C’est enfin une doctrine conçue pour ne pas épuiser la puissance militaire inutilement, de sorte que lorsque l’État doit entrer en guerre, il le fasse  avec le soutien populaire domestique et international suffisant et avec des forces militaires qui ne sont pas dégradées par des interventions sans fin dans des régions sans importance stratégique.

L’intervention en Centrafrique au crible de la doctrine Powell

Que révèle l’application de la doctrine Powell à l’intervention de l’armée française en Centrafrique ?

1. Des intérêts nationaux vitaux sont-ils en jeu ?

Pas du tout. L’État français s’est peu soucié de la manière dont le pays était gouverné depuis l’indépendance et a fait affaire avec les régimes successifs.

2. Des objectifs atteignables ont-ils été définis ?

Non. L’objectif de l’armée française est de protéger les ressortissants français en Centrafrique et de soutenir logistiquement la force africaine de stabilisation. Mais qui peut citer l’objectif du gouvernement ? Est-ce d’affaiblir le régime actuel un peu, beaucoup, tout à fait mais sans faire disparaitre l’État ? De restaurer le gouvernement précédant ? De faire cesser les violences dans le pays ? D’envoyer un avertissement à d’autres apprentis putschistes ?

3. Les risques et coûts ont-ils été objectivement analysés ?

Peut-être. Donnons au gouvernement le bénéfice du doute. On estime toutefois que l’intervention militaire au Mali a coûté aux contribuables français 400 millions d’euros en 2013. Admettons que l’intervention en Centrafrique ait un coût équivalent. L’État français a-t-il les moyens de s’engager dans une 9ème opération militaire simultanée sachant qu’il est endetté à 90% de son PIB ?

4. Toutes les autres options non-violentes sont-elles épuisées ?

Dans le cas centrafricain, il semble que cela soit le cas.
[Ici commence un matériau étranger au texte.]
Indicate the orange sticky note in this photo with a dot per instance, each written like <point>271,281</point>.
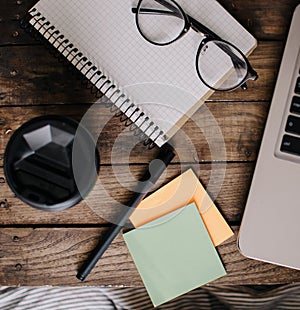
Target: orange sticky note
<point>178,193</point>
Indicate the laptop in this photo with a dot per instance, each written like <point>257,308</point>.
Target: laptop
<point>270,228</point>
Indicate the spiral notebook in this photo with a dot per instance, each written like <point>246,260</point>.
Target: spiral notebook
<point>155,87</point>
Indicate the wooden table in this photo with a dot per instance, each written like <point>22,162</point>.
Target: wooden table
<point>39,248</point>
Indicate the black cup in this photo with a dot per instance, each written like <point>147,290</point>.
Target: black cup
<point>40,159</point>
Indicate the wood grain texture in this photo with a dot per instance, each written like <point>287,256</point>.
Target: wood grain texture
<point>39,248</point>
<point>99,207</point>
<point>32,75</point>
<point>234,127</point>
<point>52,256</point>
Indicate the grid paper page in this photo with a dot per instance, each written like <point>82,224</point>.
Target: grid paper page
<point>161,80</point>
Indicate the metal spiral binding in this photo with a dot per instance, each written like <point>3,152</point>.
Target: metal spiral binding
<point>67,53</point>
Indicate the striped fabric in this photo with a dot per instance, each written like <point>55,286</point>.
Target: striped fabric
<point>102,298</point>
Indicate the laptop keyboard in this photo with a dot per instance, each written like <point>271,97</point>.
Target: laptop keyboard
<point>291,140</point>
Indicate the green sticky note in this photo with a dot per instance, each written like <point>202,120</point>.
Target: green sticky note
<point>174,254</point>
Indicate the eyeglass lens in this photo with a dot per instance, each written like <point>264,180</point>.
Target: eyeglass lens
<point>220,65</point>
<point>218,59</point>
<point>160,22</point>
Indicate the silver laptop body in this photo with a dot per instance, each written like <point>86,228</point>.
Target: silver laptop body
<point>270,229</point>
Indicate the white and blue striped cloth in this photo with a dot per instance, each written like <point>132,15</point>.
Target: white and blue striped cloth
<point>103,298</point>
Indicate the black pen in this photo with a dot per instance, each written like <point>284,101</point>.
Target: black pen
<point>156,168</point>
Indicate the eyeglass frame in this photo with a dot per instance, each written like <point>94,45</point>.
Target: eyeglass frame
<point>209,35</point>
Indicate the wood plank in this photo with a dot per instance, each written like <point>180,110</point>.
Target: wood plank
<point>254,15</point>
<point>229,192</point>
<point>52,256</point>
<point>234,127</point>
<point>31,75</point>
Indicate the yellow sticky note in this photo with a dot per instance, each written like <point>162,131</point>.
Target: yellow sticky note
<point>178,193</point>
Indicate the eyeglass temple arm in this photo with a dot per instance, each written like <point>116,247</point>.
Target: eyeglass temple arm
<point>155,11</point>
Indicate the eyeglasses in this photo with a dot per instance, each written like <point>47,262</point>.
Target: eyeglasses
<point>220,65</point>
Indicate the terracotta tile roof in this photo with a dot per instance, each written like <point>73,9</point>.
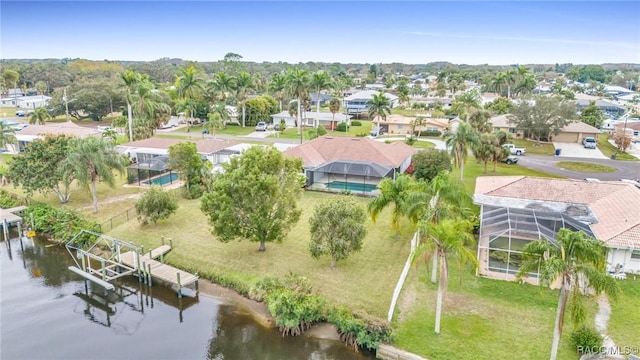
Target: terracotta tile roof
<point>329,148</point>
<point>204,146</point>
<point>615,204</point>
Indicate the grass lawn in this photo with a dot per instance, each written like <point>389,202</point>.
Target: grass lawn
<point>531,148</point>
<point>584,166</point>
<point>608,149</point>
<point>364,282</point>
<point>625,314</point>
<point>481,319</point>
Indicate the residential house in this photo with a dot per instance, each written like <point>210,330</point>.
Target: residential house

5. Existe-t-il une stratégie de sortie permettant d’éviter un embourbement ?

Oui et non. Le gouvernement semble reconnaitre le danger d’un embourbement en Centrafrique de sorte que sa stratégie de sortie consiste à limiter l’opération militaire française (protéger les ressortissants français et soutenir logistiquement la force africaine). Au lieu d’une guerre préventive, on voit là une sorte de retraite préventive. Mais cela signifie également que l’intervention ne permettra pas d’accomplir beaucoup de choses, et qu’elle créera toujours le risque d’une pente glissante.
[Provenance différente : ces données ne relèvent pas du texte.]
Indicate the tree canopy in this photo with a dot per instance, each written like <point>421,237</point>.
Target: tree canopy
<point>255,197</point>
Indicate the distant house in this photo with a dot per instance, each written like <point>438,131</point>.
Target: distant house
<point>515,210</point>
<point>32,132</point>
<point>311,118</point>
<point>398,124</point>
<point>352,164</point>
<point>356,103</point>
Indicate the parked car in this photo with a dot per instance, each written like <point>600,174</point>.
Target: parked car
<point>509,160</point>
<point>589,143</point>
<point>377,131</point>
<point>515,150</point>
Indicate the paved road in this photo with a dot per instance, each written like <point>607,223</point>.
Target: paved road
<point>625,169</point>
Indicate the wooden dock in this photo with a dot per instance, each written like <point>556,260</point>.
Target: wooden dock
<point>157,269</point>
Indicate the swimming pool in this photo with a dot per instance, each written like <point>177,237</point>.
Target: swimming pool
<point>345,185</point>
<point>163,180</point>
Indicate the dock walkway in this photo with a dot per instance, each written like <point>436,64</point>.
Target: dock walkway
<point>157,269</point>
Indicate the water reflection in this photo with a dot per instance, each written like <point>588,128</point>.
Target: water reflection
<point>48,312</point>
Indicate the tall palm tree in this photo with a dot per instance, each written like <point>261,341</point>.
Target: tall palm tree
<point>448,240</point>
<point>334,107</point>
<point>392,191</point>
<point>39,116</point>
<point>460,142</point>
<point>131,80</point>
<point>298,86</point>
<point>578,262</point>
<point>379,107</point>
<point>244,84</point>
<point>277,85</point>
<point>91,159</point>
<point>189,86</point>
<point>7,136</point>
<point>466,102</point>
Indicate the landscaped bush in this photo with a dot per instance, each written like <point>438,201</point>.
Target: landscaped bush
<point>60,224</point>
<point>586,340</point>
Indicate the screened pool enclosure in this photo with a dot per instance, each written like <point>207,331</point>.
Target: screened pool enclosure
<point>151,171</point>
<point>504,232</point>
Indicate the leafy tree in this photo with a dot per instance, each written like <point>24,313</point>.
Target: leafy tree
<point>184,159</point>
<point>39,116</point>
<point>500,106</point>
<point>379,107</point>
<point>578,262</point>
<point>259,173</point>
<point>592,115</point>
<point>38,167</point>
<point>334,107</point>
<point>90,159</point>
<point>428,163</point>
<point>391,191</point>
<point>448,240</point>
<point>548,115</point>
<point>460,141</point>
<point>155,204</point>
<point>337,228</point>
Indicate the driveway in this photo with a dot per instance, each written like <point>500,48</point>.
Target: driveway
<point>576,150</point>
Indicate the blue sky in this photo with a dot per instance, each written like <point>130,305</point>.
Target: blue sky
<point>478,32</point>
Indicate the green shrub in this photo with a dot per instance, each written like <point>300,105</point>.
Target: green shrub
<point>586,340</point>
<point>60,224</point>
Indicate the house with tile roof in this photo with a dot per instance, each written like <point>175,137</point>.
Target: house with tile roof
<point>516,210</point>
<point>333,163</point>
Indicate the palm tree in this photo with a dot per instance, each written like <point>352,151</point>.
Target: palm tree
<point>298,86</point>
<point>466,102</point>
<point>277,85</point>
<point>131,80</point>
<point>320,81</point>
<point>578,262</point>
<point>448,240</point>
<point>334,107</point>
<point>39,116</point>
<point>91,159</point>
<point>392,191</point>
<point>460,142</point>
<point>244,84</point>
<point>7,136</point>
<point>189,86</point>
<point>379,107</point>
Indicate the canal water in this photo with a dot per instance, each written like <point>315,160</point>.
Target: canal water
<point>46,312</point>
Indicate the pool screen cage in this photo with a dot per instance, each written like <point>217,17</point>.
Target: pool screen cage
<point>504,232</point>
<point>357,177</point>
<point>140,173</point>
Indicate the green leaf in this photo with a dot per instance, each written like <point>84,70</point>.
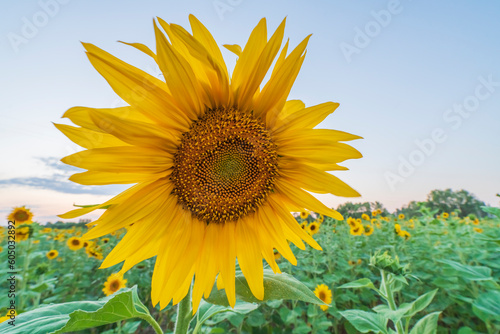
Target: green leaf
<point>76,316</point>
<point>420,303</point>
<point>207,310</point>
<point>358,284</point>
<point>471,273</point>
<point>366,321</point>
<point>276,286</point>
<point>426,325</point>
<point>487,306</point>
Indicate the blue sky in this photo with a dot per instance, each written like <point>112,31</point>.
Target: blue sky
<point>419,80</point>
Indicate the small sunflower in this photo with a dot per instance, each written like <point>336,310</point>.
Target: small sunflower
<point>74,243</point>
<point>52,254</point>
<point>357,230</point>
<point>21,215</point>
<point>404,234</point>
<point>325,294</point>
<point>368,229</point>
<point>313,228</point>
<point>114,283</point>
<point>22,233</point>
<point>397,228</point>
<point>352,222</point>
<point>218,162</point>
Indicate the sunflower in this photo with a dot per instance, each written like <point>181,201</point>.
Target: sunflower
<point>325,294</point>
<point>21,215</point>
<point>404,234</point>
<point>357,230</point>
<point>74,243</point>
<point>352,222</point>
<point>218,162</point>
<point>313,228</point>
<point>22,233</point>
<point>114,283</point>
<point>368,229</point>
<point>52,254</point>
6. Les conséquences d’une intervention ont-elles été évaluées ?

Peut-être mais c’est difficile à croire. L’action militaire pourrait contribuer à faire tomber définitivement la structure étatique du pays, alimentant une lutte acharnée entre concurrents ethniques ou sectaires, créant un terrain d’entraînement idéal pour de futurs aventuriers militaires.

7. Le peuple soutient-il cette action ?

Non. Les sondages montrent une opposition publique envers l’engagement militaire de l’État en Centrafrique. Selon un sondage Ifop du 5 janvier 2014, 59% des personnes interrogées se disaient plutôt pas ou pas du tout favorables à cette intervention. Au début de l’intervention lancée le 5 décembre, 51% des Français se disaient favorables. Une semaine plus tard seulement, ce taux passait à 44%. Il est aujourd’hui de 39%.

8. Avons-nous un réel soutien de la communauté internationale ?

Il semble bien que oui et le gouvernement a été remarquablement prudent et attentif à cet aspect des choses, consultant systématiquement les acteurs internationaux.

Je tire alors deux conclusions de cet exercice.

Tout d’abord, le dossier justifiant une intervention militaire en Centrafrique est trop léger, des éléments essentiels ont été négligés ou ignorés par le gouvernement (pas d’intérêt national vital à défendre, des objectifs mal définis, un soutien populaire trop faible). Le fait qu’il n’y ait pas eu débat avant que la décision d’intervenir en Centrafrique soit prise est en soi un réquisitoire contre la politique étrangère du gouvernement français.

Deuxièmement, la société civile ferait bien de s’inspirer de cette doctrine Powell afin de commenter et critiquer constructivement la politique étrangère des gouvernements français successifs. N’attendons pas de l’État qu’il se remette en question : c’est à la société civile d’intervenir.